Endoscopic procedures overview US Medical PG Question 10: Fourteen days after a laparoscopic cholecystectomy for cholelithiasis, a 45-year-old woman comes to the emergency department because of persistent episodic epigastric pain for 3 days. The pain radiates to her back, occurs randomly throughout the day, and is associated with nausea and vomiting. Each episode lasts 30 minutes to one hour. Antacids do not improve her symptoms. She has hypertension and fibromyalgia. She has smoked 1–2 packs of cigarettes daily for the past 10 years and drinks 4 cans of beer every week. She takes lisinopril and pregabalin. She appears uncomfortable. Her temperature is 37°C (98.6° F), pulse is 84/min, respirations are 14/min, and blood pressure is 127/85 mm Hg.
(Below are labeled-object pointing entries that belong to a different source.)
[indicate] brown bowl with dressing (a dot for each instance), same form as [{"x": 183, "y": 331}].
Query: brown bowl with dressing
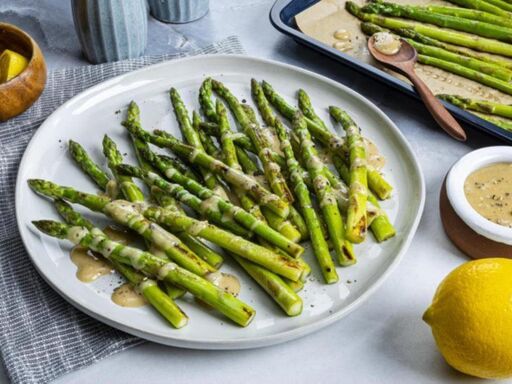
[{"x": 476, "y": 203}]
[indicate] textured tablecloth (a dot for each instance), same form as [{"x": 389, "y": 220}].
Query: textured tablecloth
[{"x": 41, "y": 335}]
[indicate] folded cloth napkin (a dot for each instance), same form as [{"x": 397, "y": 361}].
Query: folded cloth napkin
[{"x": 41, "y": 335}]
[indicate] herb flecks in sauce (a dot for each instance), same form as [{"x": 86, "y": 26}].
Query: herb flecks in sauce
[
  {"x": 127, "y": 296},
  {"x": 489, "y": 192},
  {"x": 89, "y": 266}
]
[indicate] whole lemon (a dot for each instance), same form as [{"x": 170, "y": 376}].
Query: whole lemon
[{"x": 471, "y": 318}]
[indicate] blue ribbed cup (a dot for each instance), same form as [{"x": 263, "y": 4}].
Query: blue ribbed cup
[
  {"x": 111, "y": 30},
  {"x": 178, "y": 11}
]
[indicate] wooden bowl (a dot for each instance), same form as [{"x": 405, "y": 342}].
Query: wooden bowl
[
  {"x": 468, "y": 241},
  {"x": 19, "y": 93}
]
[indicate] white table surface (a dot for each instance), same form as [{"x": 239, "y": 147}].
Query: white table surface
[{"x": 385, "y": 341}]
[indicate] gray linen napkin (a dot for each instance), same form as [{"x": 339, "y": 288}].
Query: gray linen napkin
[{"x": 41, "y": 335}]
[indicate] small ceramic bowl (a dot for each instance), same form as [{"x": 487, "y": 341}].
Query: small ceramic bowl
[
  {"x": 457, "y": 198},
  {"x": 19, "y": 93}
]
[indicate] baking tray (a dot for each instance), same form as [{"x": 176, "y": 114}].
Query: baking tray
[{"x": 282, "y": 17}]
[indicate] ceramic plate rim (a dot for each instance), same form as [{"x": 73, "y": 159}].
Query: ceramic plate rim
[{"x": 243, "y": 343}]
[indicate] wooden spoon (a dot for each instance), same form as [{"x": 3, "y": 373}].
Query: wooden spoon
[{"x": 403, "y": 62}]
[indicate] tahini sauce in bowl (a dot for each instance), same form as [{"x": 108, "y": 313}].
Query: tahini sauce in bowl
[{"x": 489, "y": 191}]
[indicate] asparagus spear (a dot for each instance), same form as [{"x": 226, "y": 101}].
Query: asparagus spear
[
  {"x": 129, "y": 189},
  {"x": 468, "y": 73},
  {"x": 475, "y": 64},
  {"x": 496, "y": 121},
  {"x": 333, "y": 142},
  {"x": 381, "y": 227},
  {"x": 265, "y": 146},
  {"x": 133, "y": 118},
  {"x": 307, "y": 109},
  {"x": 475, "y": 42},
  {"x": 208, "y": 144},
  {"x": 147, "y": 287},
  {"x": 454, "y": 67},
  {"x": 370, "y": 29},
  {"x": 323, "y": 190},
  {"x": 479, "y": 105},
  {"x": 483, "y": 6},
  {"x": 192, "y": 137},
  {"x": 232, "y": 176},
  {"x": 168, "y": 243},
  {"x": 274, "y": 285},
  {"x": 227, "y": 208},
  {"x": 471, "y": 14},
  {"x": 282, "y": 265},
  {"x": 205, "y": 100},
  {"x": 259, "y": 140},
  {"x": 154, "y": 266},
  {"x": 239, "y": 138},
  {"x": 136, "y": 215},
  {"x": 356, "y": 214},
  {"x": 417, "y": 13},
  {"x": 501, "y": 4},
  {"x": 167, "y": 201},
  {"x": 320, "y": 248},
  {"x": 90, "y": 168}
]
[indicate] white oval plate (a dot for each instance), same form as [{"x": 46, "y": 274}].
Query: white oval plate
[{"x": 88, "y": 116}]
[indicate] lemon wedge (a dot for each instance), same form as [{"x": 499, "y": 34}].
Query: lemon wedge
[{"x": 11, "y": 65}]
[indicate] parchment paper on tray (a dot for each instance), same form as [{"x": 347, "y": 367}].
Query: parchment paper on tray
[{"x": 323, "y": 19}]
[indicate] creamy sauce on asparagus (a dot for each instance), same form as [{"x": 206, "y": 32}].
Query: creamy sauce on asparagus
[
  {"x": 119, "y": 235},
  {"x": 373, "y": 155},
  {"x": 127, "y": 296},
  {"x": 112, "y": 189},
  {"x": 227, "y": 282},
  {"x": 324, "y": 18},
  {"x": 489, "y": 191},
  {"x": 89, "y": 266}
]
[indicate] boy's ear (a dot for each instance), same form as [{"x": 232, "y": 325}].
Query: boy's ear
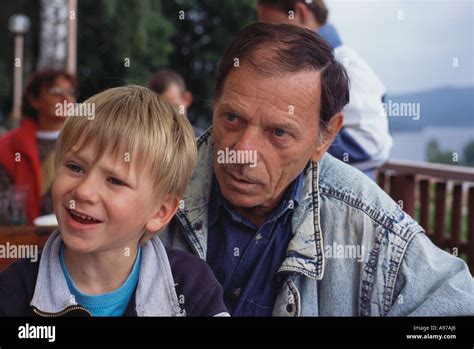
[
  {"x": 335, "y": 124},
  {"x": 303, "y": 13},
  {"x": 163, "y": 214},
  {"x": 34, "y": 102},
  {"x": 188, "y": 99}
]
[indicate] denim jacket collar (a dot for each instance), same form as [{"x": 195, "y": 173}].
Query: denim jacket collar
[
  {"x": 155, "y": 294},
  {"x": 305, "y": 250}
]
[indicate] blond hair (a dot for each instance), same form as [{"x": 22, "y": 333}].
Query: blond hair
[{"x": 135, "y": 123}]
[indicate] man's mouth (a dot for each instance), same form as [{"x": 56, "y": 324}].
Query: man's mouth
[{"x": 82, "y": 217}]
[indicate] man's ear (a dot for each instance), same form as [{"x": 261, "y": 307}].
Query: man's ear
[
  {"x": 34, "y": 102},
  {"x": 188, "y": 99},
  {"x": 163, "y": 214},
  {"x": 335, "y": 124}
]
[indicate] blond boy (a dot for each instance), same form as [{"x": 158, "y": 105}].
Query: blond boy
[{"x": 120, "y": 177}]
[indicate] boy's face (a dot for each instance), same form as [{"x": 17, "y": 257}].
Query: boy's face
[{"x": 116, "y": 202}]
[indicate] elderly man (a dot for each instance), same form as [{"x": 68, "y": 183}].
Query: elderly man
[
  {"x": 364, "y": 140},
  {"x": 287, "y": 229}
]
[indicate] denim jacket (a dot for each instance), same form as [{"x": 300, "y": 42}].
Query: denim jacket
[{"x": 354, "y": 252}]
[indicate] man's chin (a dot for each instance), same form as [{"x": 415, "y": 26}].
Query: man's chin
[{"x": 238, "y": 199}]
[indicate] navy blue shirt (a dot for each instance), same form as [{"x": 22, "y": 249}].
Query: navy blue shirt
[{"x": 244, "y": 258}]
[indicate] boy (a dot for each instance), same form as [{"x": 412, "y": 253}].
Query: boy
[{"x": 119, "y": 177}]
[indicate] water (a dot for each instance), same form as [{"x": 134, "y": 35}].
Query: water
[{"x": 413, "y": 145}]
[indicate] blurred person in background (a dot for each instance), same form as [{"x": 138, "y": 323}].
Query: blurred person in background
[
  {"x": 364, "y": 140},
  {"x": 171, "y": 86},
  {"x": 27, "y": 152}
]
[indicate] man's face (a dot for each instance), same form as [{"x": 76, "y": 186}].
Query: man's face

Abdominal examination shows tenderness to palpation in the upper quadrants without rebound or guarding. Bowel sounds are normal. The incisions are clean, dry, and intact. Serum studies show:
AST 80 U/L
ALT 95 U/L
Alkaline phosphatase 213 U/L
Bilirubin, total 1.3 mg/dL
Direct 0.7 mg/dL
Amylase 52 U/L
Abdominal ultrasonography shows dilation of the common bile duct and no gallstones. Which of the following is the most appropriate next step in management?
- A. Counseling on alcohol cessation
- B. Endoscopic retrograde cholangiopancreatography (Correct Answer)
- C. Proton pump inhibitor therapy
- D. CT scan of the abdomen
- E. Reassurance and follow-up in 4 weeks
Endoscopic procedures overview Explanation: ***Endoscopic retrograde cholangiopancreatography***
- The patient's symptoms (epigastric pain radiating to the back, nausea, vomiting, elevated liver enzymes, and **common bile duct (CBD) dilation** on ultrasound after cholecystectomy) are highly suggestive of **postcholecystectomy syndrome**, specifically due to a retained or de novo **CBD stone** or **sphincter of Oddi dysfunction**.
- **ERCP** is both diagnostic and therapeutic in this setting, allowing for visualization of the bile ducts, stone extraction (if present), or sphincterotomy.
*Counseling on alcohol cessation*
- While **alcohol cessation** is beneficial for overall health, especially with a history of alcohol use, it is not the most immediate or appropriate next step for the acute and severe symptoms presented.
- The patient's symptoms are more indicative of a **biliary obstruction** rather than alcohol-related chronic pancreatitis or liver disease, given the acute onset post-surgery.
*Proton pump inhibitor therapy*
- **PPI therapy** is used for acid-related disorders such as GERD or peptic ulcers, which typically present with burning epigastric pain that improves with antacids.
- This patient's pain radiates to the back, is associated with nausea and vomiting, does not improve with antacids, and has abnormal imaging/labs (CBD dilation, elevated liver enzymes), ruling out a simple acid-related issue.
*CT scan of the abdomen*
- An abdominal **CT scan** could provide more detailed imaging but is generally less effective than ERCP for evaluating **biliary duct pathology** and is not therapeutic.
- Given the ultrasound findings of **CBD dilation** and the patient's symptoms, a more invasive but definitive diagnostic and therapeutic procedure is warranted.
*Reassurance and follow-up in 4 weeks*
- The patient is experiencing severe, persistent symptoms with abnormal liver enzymes and imaging findings indicating **biliary obstruction** post-cholecystectomy.
- **Reassurance and delayed follow-up** would be inappropriate and could lead to worsening of her condition, including cholangitis or pancreatitis if left untreated.